Whole Verse: Notice the contrast with verse 1: “WAS in the beginning” versus “became”; “God” versus “flesh”; “With God” versus “among us” (Schaff, in Lange, p. 71). Pink has a very helpful comment on the verse as a whole:
Verse 14 is really an explanation and amplification of verse 1. there are three statements in each which exactly correspond, and ht elatter throw light on the former. First, “in the beginning was the word,” and that is something that transcends our comprehension; but “and the word became flesh” brings him within reach of our sense. Second “and the word was with God,” and again we are unable to understand; but the Word “tabernacled among us,” and we may draw near and behold. Third, “and the word was God,” and again we are in the realm of the Infinite; but “full of grace and truth,” and here are two essential facts concerning God which come within the range of our vision (Pink, p. 42)

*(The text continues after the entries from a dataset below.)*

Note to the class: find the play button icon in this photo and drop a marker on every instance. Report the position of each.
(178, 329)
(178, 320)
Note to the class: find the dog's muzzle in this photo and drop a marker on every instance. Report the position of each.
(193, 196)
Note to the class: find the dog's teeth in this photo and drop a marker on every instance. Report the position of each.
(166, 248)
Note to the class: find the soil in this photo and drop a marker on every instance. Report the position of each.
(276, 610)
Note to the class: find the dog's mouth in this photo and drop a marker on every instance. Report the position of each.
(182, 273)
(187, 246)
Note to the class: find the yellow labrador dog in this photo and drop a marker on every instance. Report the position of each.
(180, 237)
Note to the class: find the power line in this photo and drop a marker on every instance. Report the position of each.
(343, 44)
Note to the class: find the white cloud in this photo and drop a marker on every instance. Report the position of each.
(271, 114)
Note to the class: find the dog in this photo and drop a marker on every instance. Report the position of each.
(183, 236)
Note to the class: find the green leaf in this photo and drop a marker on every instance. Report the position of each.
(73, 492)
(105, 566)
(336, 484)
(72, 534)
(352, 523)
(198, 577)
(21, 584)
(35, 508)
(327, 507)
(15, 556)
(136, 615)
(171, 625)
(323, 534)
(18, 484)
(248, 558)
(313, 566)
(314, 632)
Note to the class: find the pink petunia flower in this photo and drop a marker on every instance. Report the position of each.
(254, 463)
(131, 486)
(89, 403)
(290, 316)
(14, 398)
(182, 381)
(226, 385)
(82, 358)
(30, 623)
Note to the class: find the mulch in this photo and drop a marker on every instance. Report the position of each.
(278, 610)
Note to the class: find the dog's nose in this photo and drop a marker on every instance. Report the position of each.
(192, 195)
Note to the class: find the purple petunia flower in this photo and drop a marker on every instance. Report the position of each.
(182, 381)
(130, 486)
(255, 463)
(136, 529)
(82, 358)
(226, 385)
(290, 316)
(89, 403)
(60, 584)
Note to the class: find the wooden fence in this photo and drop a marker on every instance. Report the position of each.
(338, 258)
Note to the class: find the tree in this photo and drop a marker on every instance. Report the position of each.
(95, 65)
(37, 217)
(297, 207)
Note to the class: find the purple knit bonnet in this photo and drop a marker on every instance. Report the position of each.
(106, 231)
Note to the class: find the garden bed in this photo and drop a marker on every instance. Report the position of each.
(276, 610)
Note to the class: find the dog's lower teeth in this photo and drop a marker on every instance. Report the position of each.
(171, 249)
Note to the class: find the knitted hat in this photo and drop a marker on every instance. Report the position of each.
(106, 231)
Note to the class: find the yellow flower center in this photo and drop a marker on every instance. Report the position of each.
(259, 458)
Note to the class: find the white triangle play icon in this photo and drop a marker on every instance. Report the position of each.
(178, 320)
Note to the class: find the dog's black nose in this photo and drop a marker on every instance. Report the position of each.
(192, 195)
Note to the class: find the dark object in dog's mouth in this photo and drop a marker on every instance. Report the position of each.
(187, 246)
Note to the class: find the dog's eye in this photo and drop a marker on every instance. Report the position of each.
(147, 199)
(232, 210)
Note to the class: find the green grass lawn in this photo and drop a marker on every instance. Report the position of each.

Chrysostom says “God’s own Son was made the Son of men so that he might make the sons of men the sons of God.” “He who was the express image of the Father should be the repairer of the image of God in us” (Hutcheson).
“And the Word became flesh” This phrase would astonish the Greek (Burge). The word “became” implies pre-existence (Barnes). O’Day says that this is the first time the word “become” has been used of the Logos (previously, it was only “was,” this is the indicator that the Logos has moved from the eternal to the temporal). The term “flesh” is not corrupt flesh, but mortal man (Calvin). Yet, it is still a synechdoche for the whole of human nature (Calvin). Remember, whatever is not assumed is not healed (Gregory of Nazianzen). Why the term “flesh” then? Schaff answers, “Of all the words which express human nature, John chooses the meanest and most contemptible, viz.: flesh, which, in the O.T., denotes the lower, perishing, corruptible part of man; but even this the Logos did not despise, and thus He became man in the fullest sense of the term” (in Lange). This does not mean “changed” into flesh, but rather took on a new existence in a new form, or “added” a new nature. As Calvin says, “The Son of God began to be man in such a manner that he still continues to be that eternal Speech who had no beginning of time.” Practical benefit is clear in Luther’s answer to Satan, “I am a Christian, of the same flesh and blood as my Lord Christ, the Son of God. You settle with Him, devil!”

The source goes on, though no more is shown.